Mali is Martin Vingron's Multiple Alignment program. Clustal is Des Higgins' multiple alignment program. MSE is Will Gilbert's multiple alignment editor. All these programs are available from the EBI Network File Server (NETSERV@ebi.ac.uk).
If you run Gap with the command line options for sequence output, it will write sequence files with the sequences expanded by the addition of gaps. Only two sequences can be aligned at once.
PrettyPlot displays sequences which have already been aligned. You can use up to 500 sequences with up to 2,000,000 symbols in total unless your site has increased the limits for GCG.
If you use one of the command line options -CONsensus, -DIFferences, or -CASe, PrettyPlot calculates a consensus for the column using a symbol comparison table called PrettyPep.Cmp for peptide or PrettyDNA.Cmp for nucleic acids. The consensus is found by finding the symbol in the column for which its comparison to all of the symbols in the column (including itself) yields the greatest number of votes. A vote is cast for each symbol comparison that is over some set threshold value. The votes can be either 1.0 or some "vote weight" assigned to the sequence from which the vote comes.

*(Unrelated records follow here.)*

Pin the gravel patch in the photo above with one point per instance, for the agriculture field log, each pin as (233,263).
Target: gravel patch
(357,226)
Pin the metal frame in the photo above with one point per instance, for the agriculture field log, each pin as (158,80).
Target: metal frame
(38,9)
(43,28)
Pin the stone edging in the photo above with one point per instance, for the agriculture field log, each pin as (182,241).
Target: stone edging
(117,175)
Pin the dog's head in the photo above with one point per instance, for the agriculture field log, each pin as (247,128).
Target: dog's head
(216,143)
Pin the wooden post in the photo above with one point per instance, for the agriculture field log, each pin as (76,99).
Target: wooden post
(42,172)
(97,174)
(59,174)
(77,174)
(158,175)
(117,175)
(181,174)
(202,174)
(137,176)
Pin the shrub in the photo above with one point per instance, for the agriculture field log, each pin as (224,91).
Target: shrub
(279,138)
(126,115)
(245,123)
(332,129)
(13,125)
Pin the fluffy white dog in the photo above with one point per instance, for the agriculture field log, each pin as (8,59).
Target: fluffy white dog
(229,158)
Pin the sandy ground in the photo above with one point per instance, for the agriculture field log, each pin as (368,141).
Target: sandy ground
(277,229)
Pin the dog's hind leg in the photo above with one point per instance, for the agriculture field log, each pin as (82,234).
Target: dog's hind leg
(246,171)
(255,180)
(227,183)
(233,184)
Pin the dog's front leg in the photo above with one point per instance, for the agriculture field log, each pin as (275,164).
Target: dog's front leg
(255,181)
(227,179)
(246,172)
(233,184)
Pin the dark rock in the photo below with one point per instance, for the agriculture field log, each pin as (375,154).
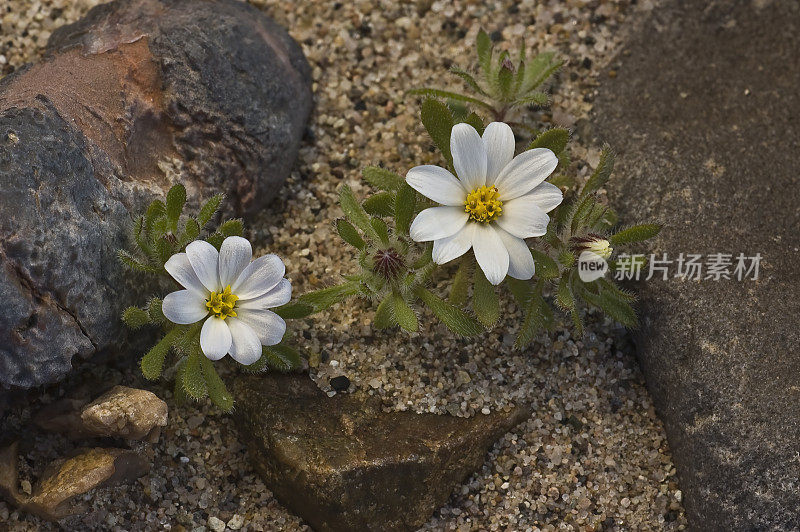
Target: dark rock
(705,116)
(137,95)
(342,464)
(65,479)
(340,383)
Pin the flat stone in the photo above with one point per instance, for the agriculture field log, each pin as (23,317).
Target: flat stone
(342,464)
(705,115)
(136,96)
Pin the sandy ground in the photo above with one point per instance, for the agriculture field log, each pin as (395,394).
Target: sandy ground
(594,455)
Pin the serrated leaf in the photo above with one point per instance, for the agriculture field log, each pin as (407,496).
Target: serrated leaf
(453,317)
(349,234)
(380,204)
(217,391)
(384,315)
(636,233)
(134,317)
(546,267)
(355,212)
(438,122)
(555,140)
(382,178)
(601,174)
(459,290)
(403,313)
(209,209)
(327,297)
(485,302)
(282,358)
(405,202)
(194,382)
(176,199)
(483,45)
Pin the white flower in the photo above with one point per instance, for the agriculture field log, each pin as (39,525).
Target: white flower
(232,294)
(496,202)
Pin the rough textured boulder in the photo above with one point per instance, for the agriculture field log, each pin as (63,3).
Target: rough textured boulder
(137,95)
(705,115)
(342,464)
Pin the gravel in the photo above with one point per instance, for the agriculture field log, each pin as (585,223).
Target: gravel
(594,456)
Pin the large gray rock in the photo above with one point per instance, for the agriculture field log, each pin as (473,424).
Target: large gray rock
(342,464)
(705,115)
(137,95)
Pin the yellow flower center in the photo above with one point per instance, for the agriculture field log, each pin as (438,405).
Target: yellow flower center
(221,304)
(483,204)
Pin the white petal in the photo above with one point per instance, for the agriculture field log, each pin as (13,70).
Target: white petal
(184,307)
(520,260)
(524,172)
(268,326)
(452,247)
(499,141)
(245,347)
(215,338)
(204,258)
(490,253)
(547,196)
(438,222)
(179,267)
(469,156)
(523,218)
(437,184)
(279,295)
(235,254)
(259,277)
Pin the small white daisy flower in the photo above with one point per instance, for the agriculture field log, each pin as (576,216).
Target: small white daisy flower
(232,294)
(496,201)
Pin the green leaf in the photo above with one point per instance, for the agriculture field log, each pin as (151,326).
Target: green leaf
(217,391)
(403,313)
(282,358)
(384,315)
(538,316)
(405,203)
(555,140)
(355,212)
(380,204)
(539,69)
(209,209)
(233,227)
(637,233)
(134,317)
(154,311)
(132,263)
(454,318)
(459,291)
(485,302)
(327,297)
(382,178)
(349,234)
(176,199)
(381,229)
(484,48)
(438,121)
(546,267)
(294,311)
(152,363)
(194,382)
(601,174)
(436,93)
(468,79)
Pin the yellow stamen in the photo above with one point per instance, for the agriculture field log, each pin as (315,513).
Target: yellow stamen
(483,204)
(221,304)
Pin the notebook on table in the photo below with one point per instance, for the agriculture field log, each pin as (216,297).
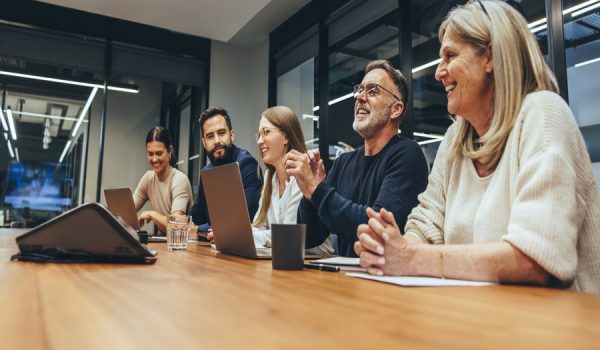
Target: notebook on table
(120,202)
(228,213)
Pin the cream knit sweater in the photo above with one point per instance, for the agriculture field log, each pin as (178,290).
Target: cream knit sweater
(541,198)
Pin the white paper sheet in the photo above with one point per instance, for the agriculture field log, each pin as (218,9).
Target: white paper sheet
(408,281)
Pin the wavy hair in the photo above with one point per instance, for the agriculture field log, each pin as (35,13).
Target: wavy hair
(285,120)
(519,68)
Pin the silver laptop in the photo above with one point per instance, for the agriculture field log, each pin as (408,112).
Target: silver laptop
(228,212)
(120,202)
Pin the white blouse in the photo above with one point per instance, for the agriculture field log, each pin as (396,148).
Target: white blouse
(283,210)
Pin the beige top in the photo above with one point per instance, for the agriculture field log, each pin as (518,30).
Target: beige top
(167,195)
(541,198)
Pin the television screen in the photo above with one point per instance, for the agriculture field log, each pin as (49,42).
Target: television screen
(38,186)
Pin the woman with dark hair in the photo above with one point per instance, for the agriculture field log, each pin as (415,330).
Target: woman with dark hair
(167,189)
(278,133)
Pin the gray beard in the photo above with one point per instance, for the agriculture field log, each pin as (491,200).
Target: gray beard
(368,128)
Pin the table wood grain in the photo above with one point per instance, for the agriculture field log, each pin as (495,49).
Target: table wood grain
(202,299)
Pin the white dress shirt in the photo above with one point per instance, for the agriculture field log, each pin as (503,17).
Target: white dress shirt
(283,210)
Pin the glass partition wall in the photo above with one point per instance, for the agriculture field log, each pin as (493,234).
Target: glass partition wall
(355,32)
(64,138)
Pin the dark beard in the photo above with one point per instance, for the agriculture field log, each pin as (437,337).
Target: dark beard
(225,159)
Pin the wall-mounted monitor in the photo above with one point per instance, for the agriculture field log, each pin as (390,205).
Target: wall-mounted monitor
(38,186)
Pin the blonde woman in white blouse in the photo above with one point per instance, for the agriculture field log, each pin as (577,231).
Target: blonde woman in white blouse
(279,132)
(511,196)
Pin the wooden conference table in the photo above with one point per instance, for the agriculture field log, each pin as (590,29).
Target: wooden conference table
(206,300)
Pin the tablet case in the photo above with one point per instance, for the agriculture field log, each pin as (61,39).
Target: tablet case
(88,233)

If there is no coalition of votes that is larger than all of the other coalitions or if the largest coalition is below the minimum plurality, then there is a choice of consensus for the column. By default, no consensus is then displayed. The -NOCOLLision option makes PrettyPlot box all possible consensus matches, and choose the first one found for use in the consensus sequence.
The weights for each sequence, the threshold, and the minimum plurality are all real numbers.
If you use -CASe, PrettyPlot will show the members of the winning coalition in upper case and others in lower case in the text output file. The graphics output will always be in upper case.
If you use -DIFferences, PrettyPlot will suppress the members of the winning coalition and show all the other positions in lower case.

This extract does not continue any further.